Arte pues, que anonada a la persona –técnicas todas ellas opuestas a la
seducción del querer poético, del querer gustar y del encanto, posturas para
las cuales, como para el cultivo de las rosas, hay que poner tallo, hay que
poner corazón (amar el bien). Por lo contrario, la envidia no es sino una de
las formas, sobresaliente sin duda, de la impotencia moral, pues lo que vuelve incapaces de
universalización ética es la ausencia de sentimientos, al igual que su disfraz
o tergiversación en la hipocresía o en la perversión (amar el mal).
Así, una
pasión sin luz va llamado a otra sombría: ahora son los celos de Apolo respecto
del mortal héroe Orión.

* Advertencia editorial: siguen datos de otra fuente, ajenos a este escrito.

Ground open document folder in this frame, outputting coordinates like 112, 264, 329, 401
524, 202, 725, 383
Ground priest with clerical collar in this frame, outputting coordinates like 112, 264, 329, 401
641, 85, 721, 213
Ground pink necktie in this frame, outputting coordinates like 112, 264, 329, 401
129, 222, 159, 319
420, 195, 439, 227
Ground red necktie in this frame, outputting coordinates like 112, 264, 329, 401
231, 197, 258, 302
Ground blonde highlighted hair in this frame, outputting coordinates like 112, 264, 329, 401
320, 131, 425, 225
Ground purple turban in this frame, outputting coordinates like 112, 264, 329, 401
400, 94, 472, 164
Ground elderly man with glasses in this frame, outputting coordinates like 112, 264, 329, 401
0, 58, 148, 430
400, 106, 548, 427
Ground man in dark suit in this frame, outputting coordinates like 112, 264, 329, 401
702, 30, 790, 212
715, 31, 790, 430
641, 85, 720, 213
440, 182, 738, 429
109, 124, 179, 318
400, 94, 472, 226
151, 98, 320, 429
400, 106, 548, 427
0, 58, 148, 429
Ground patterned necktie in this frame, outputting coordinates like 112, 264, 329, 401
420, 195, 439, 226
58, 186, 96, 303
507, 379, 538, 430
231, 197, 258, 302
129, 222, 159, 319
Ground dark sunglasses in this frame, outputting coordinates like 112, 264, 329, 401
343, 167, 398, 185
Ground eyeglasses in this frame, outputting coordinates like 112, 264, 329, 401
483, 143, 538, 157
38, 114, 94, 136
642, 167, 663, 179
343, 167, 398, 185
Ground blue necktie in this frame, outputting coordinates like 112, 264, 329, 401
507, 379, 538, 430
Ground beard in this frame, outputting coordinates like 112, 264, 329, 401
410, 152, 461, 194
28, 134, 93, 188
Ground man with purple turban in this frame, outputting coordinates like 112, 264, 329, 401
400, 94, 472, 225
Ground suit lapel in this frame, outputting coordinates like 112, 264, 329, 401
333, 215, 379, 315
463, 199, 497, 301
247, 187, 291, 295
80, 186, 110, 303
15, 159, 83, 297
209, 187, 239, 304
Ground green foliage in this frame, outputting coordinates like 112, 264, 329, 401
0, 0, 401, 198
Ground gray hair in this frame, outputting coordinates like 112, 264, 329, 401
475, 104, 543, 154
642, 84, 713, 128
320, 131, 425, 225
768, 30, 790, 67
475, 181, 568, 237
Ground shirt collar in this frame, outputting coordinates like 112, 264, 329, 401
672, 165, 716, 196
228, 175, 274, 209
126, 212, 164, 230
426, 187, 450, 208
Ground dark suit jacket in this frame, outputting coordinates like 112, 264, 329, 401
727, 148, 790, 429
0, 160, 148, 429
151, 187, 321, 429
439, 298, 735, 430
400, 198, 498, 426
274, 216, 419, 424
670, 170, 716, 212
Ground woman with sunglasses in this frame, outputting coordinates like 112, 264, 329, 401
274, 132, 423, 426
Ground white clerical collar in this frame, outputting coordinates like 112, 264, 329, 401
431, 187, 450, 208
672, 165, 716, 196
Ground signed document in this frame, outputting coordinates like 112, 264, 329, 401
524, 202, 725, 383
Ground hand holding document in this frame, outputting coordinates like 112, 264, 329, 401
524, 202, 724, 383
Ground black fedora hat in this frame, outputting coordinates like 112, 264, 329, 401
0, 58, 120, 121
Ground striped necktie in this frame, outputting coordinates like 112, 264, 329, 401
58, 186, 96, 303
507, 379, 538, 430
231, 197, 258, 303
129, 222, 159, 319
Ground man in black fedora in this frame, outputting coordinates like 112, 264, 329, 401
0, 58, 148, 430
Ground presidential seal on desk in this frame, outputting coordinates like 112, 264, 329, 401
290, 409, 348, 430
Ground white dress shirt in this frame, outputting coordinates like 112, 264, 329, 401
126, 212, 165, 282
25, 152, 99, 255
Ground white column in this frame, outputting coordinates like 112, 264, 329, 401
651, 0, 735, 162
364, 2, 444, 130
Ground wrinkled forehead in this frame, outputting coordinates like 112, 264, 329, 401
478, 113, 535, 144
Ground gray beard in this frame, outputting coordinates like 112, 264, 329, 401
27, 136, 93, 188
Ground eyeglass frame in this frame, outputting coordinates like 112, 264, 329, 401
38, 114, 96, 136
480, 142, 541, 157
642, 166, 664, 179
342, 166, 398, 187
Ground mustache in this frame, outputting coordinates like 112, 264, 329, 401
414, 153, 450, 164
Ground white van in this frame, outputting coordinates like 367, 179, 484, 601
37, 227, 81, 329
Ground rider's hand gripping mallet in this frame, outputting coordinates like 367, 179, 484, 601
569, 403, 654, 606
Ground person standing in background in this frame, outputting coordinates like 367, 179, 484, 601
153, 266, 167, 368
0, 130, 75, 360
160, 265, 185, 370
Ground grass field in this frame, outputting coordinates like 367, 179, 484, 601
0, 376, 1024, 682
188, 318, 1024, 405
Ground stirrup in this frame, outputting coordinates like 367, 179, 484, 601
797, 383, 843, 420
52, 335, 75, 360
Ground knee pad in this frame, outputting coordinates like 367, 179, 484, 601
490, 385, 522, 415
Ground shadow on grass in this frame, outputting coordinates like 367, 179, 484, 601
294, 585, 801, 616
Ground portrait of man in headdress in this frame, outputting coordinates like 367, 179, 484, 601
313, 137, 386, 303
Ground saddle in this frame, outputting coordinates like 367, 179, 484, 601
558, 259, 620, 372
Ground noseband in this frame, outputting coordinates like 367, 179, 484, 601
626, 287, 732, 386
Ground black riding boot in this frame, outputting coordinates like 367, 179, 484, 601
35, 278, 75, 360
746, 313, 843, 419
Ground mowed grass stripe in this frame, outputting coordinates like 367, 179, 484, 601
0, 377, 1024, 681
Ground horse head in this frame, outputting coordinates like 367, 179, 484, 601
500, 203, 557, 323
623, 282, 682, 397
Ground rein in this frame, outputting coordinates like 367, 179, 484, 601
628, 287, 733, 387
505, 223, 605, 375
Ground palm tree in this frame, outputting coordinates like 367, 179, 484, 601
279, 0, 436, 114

Los celos, en efecto, son una enfermedad de los ojos no
menos que del corazón, consistente en fondo de un deseo de pertenencia y
posesión inmoderado no menos que de orgullo exacerbado, incluso de
aristocrática contemplación alienada hasta lo vulgar por la pasiva inacción a
la comodidad acomodaticia. En el fondo se trata de una negra ramificación un
dilatado sentimiento de envidia despertada por la pasión de la sangre
exacerbada, ya sea por los atributos de otras personas, ya por las posesiones
de los colegas. Los celos despiertan así la pasión de la tristeza por el bien
ajeno y la alegría por su mal –desecando en la actitud de quitar que hay en el
desdén el humectante sentimiento unitivo de la admiración y del espíritu de
colaboración, que incentiva por medio del ejemplo a conseguir el éxito por uno
mismo. Apolo detona entonces los nocturnos sentimientos de la melancolía activa
y el enfermizo y negro de la envidia, acaso por sentirse excluido del juego
viendo con recelo a los otros dos vivir en plenitud sin él –como si los otros acapararan
para ellos toda la sustancia de la vida, arrojándose entonces al sueño fatal de
las asechanzas, del sabotaje o incluso de la calumnia propio a la crítica
resentida, síntomas todos de disolución de los lazos comunitarios con los
otros.
¿Qué significado
puede tener entonces el desmedido alacrán que persigue a Orión hasta cobrar su
vida bajo la especie fatal del dardo emponzoñado de la diosa? Pues, después de
todo, ¿quién ha visto jamás a un alacrán del tamaño de un elefante caminando en
la majestuosidad de su potencia alegremente por 20 de Noviembre o pasando por
un costado de la Plaza de Armas del mágico Durango? ¡Cosa imposible¡, se
exclamaría de inmediato. Y sin embargo... ¿no representa entonces tan pasmosa
criatura una encarnación simbólica de todos los males humanos enumerados, no
menos descomunales y mortíferos?
Empero,
por último aparece la tiritante Aurora, la diosa siempre joven y bellísima,
envuelta en su túnica amarilla, para arropar metafísicamente en el rapto de
reconciliación final al héroe Orión. Ante su llegada, que anuncia la verdad y
la luz del día, retroceden despavoridas las hijas de la noche y amigas de la
oscuridad: la angustiada y celosa envida con sus harapos de calumnias y
vilipendios, y la cruel cobardía enfundada en las pétreas escamas de los celos
innobles y bañados por la viscosidad hipócrita de la falsía.